İnsan yalnızca genetik bir artık yığını. Sınırlarından habersiz, nedensiz özgüvenin tam anlamıyla vücud bulduğu, düşünme eyleminin ne denli kötü kullanılabileceğinin en somut kanıtı. Düzeysizlikler içinde sıkışıp kalmaya - kendi giderken seni de götürmeye - odaklı bir yaşam biçimini esas almış olması zaten başlı başına bir talihsizlik. Buna bağımlı bir yaşam tarzından birşeyler beklemek aslında ne kadar da çarpık.
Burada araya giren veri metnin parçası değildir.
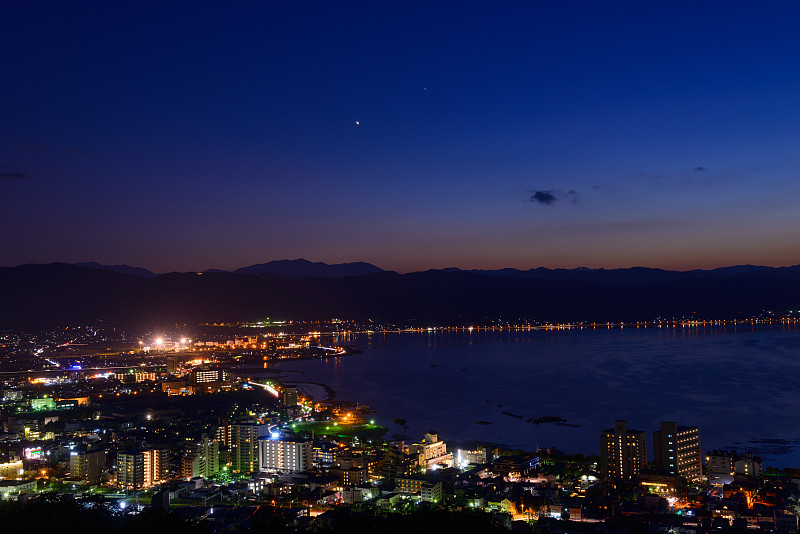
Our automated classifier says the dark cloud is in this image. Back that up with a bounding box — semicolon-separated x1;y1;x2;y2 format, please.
528;189;578;206
0;172;31;182
528;191;558;206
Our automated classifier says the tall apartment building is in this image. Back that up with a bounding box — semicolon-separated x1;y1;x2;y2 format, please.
181;436;220;478
281;386;297;406
258;438;313;473
69;451;106;484
706;450;761;485
653;421;703;482
600;421;647;478
216;422;269;473
117;449;169;489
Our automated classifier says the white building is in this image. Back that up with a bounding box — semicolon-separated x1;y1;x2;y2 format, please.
258;438;312;473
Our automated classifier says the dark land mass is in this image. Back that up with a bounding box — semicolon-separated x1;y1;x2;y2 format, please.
233;258;383;278
0;263;800;328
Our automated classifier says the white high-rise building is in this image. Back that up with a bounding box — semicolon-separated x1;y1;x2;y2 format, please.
258;438;312;473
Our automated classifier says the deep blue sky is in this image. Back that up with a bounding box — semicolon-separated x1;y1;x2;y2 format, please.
0;0;800;271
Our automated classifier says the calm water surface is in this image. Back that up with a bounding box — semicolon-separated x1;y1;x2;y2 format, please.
270;327;800;466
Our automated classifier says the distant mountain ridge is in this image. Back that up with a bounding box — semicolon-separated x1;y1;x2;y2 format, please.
232;258;383;278
442;265;800;286
72;261;157;278
73;258;800;286
0;263;800;330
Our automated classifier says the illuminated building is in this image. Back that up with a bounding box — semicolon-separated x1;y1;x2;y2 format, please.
117;449;168;489
600;421;647;478
0;460;22;479
167;354;180;375
281;387;297;406
636;475;681;497
192;365;231;384
706;450;761;486
216;423;269;473
258;438;312;473
395;478;442;502
181;436;220;478
69;451;106;484
31;397;56;412
653;421;703;482
408;433;454;469
114;369;158;384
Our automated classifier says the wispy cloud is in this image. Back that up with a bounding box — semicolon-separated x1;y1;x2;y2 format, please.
528;189;578;206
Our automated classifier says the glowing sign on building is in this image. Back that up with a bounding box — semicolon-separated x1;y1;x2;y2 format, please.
22;447;42;460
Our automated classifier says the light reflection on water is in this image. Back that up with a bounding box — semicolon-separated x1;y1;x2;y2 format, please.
277;326;800;466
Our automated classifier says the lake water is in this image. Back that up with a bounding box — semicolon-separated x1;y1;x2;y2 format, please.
268;327;800;467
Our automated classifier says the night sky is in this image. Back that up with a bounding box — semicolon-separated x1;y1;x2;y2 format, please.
0;0;800;272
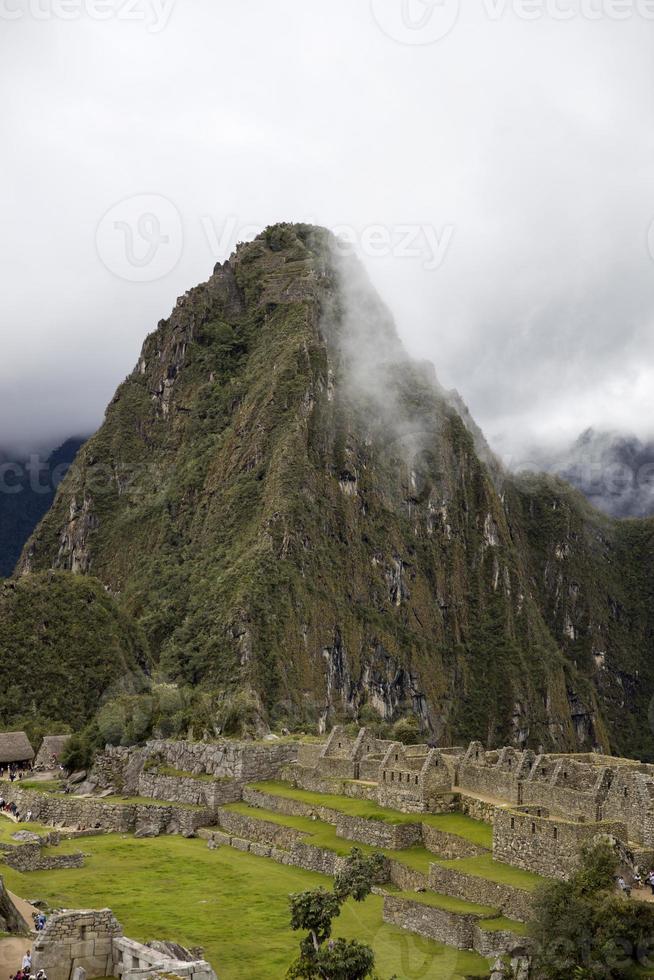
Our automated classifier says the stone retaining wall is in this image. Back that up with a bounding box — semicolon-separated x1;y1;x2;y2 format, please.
33;909;216;980
384;895;479;949
429;864;534;922
243;787;422;850
457;763;521;803
217;810;305;850
336;814;422;851
138;772;243;807
3;783;215;834
422;824;488;861
472;925;532;959
459;793;503;826
2;844;84;872
493;810;627;880
389;858;429;892
90;739;299;795
32;909;122;980
0;877;27;935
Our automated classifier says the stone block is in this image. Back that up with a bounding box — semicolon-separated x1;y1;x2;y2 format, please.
70;939;95;960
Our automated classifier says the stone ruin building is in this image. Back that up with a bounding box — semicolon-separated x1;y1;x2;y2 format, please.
32;909;217;980
288;726;654;878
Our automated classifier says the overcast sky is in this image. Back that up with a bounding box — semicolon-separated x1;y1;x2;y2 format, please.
0;0;654;464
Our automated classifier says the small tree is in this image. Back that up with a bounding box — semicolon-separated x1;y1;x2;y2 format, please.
532;844;654;980
287;847;384;980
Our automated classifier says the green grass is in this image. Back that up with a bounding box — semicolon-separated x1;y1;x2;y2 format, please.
2;835;488;980
222;803;434;875
250;781;493;849
393;892;499;922
432;854;547;892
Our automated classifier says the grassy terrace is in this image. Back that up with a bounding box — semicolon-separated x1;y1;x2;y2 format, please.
479;915;529;936
250;782;493;850
229;803;546;892
432;854;547;892
0;821;488;980
221;803;434;874
392;891;499;921
144;765;232;783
Alenen tüm gerçekler ortada olsa dahi, savunmamızda bu madde yer almıyor. Alamıyor.

Yorgunuz işte.
Basbayagı yorgun, argın, küskün. Ne dersen de. İçerleyip, içine ilerleyip, öksürünceye kadar sürdürüyoruz herşeyi. Bir anlık nefessizlik ile farkına varıp, yeniden tüm zaman dilimlerinde vuku bulduruyoruz. "Biz bu işi iyi yapıyoruz." diyerek gurur bile duyuyoruz üstüne.
Bu kadar mı sahipsiz kaldık farkına varamadan? Ya kim o yanındaki iki ayaklı, bol beyinli varlık?
Hani şu sessizce davet ettiğin, ağırlayıp selam ettiğin?

Yok.


Hep yok.

Ve bünyenin alışkanlıklara verdiği cevaptan nasibi alıp hızla uzaklaşırken, şaşırmana yine fırsat verilmediğini düşünürsün. Bence düşünürsün, ilk akla gelenlerden biri o olur. Birkaç küfür ile bezenmiş kendini duyabileceğin kısık bir ses tonu ile konuşursun. Karşında bir ayna olması işini daha da kolaylaştırır. Omuzların, anca gözlerine bakabilecek cesarete sahip olunca dikleşir.

Neyse ki "alışıksın"dır. "Alışkın"sındır.